会社では教えてくれない新社会人が知っておくべき働くルール
新年度が始まり、新入社員は、研修や日々の業務で勉強漬けの毎日だろう。乾いたスポンジのようにいろいろなものを吸収し、社会人としての最初のステップをもがきながら上っているに違いない。学ぶことばかりの大事な時期だが、会社ではあまり教えられない大事なこともある。「働くルール」についてだ。

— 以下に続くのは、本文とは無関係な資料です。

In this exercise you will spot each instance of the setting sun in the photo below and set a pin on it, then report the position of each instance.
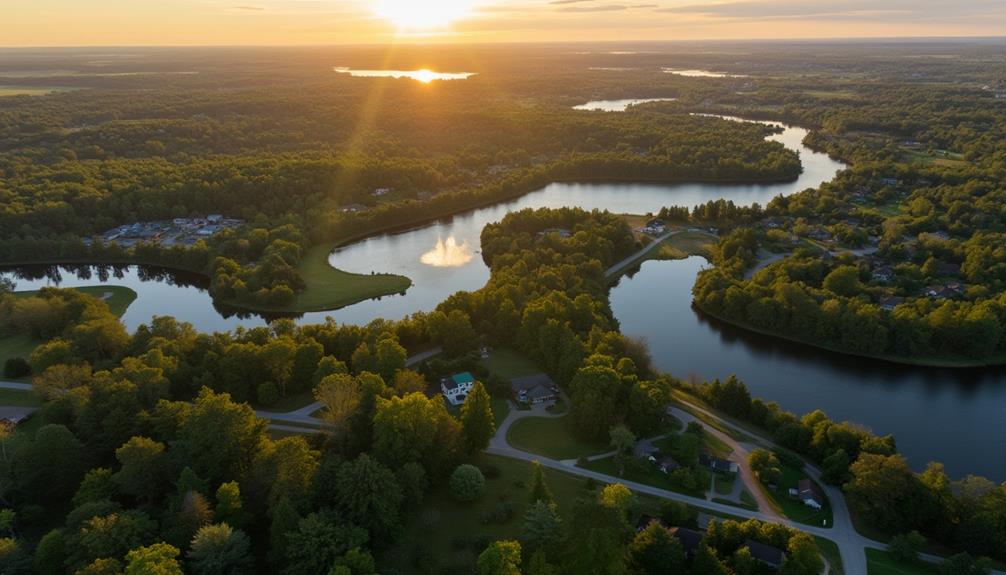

「働くルール」とは、社会人のマナーではない。働く人を守るための法律、つまり「労働法」だ。働く人が、生きがいややりがいをもって働くことができるよう、つくられた法律だ。知らなければいい仕事ができない、というワケではない。だが、社会人として当然、疑問に思うべきことなどについて、センサーが働きづらくなるので、社会人の基礎知識として知っておいた方がいい。
では、あなたはどれくらい知識があるのか。まずは以下の質問に答えて欲しい。「正当」か「不当」か…。
(1)「ライブに行きたいから有休を取得します」と申請したら「ダメです」と言われた
(2)「景気が悪いので」という理由で急に給料を下げられた
(3)ミスが原因で「明日から来なくていい」と言われた
答えはいずれも「不当」。(1)有給休暇は、利用目的を問われることなく取得が可能。(2)会社は、労働者と交わした労働契約を労働者の同意なく不利益に変更することは原則できない。(3)解雇については、社会の常識にかなう納得できる理由が必要となる。
多くの人が正解したかもしれない。しかし、大事なことは、「常識的にそうでしょ」という感覚的な判断でなく、労働法という法律に基づいている点を理解しているか否かだ。つまり、そうした法を平気で破る様な会社なら、発展する見込みもなく、雇われる側としての企業選びの的確な判断材料にもなるからだ。「なんかおかしい」ではない、明確な根拠。それを押さえておくことは、会社との強い絆を構築し、気持ちよく働く上でも非常に重要だ。
勘違いしてはいけないのは、こうした知識を盾に、何でも「不当だ」と企業にかみつけばいいというワケではないということだ。状況によっては、「仕方がない」と思える事態もあるだろう。そうしたことも含め、労働者が、企業と真の信頼関係を築く上でも、こうした知識は常識として知っておく必要がある。本来、研修で教えてもいい内容といえるが、そこは大人の事情を汲んで、労働者の義務として自身でしっかりと学んでおこう。
厚労省から、マンガで簡単に分かる小冊子が発刊されているので、ダウンロードして、読んでおくといいだろう。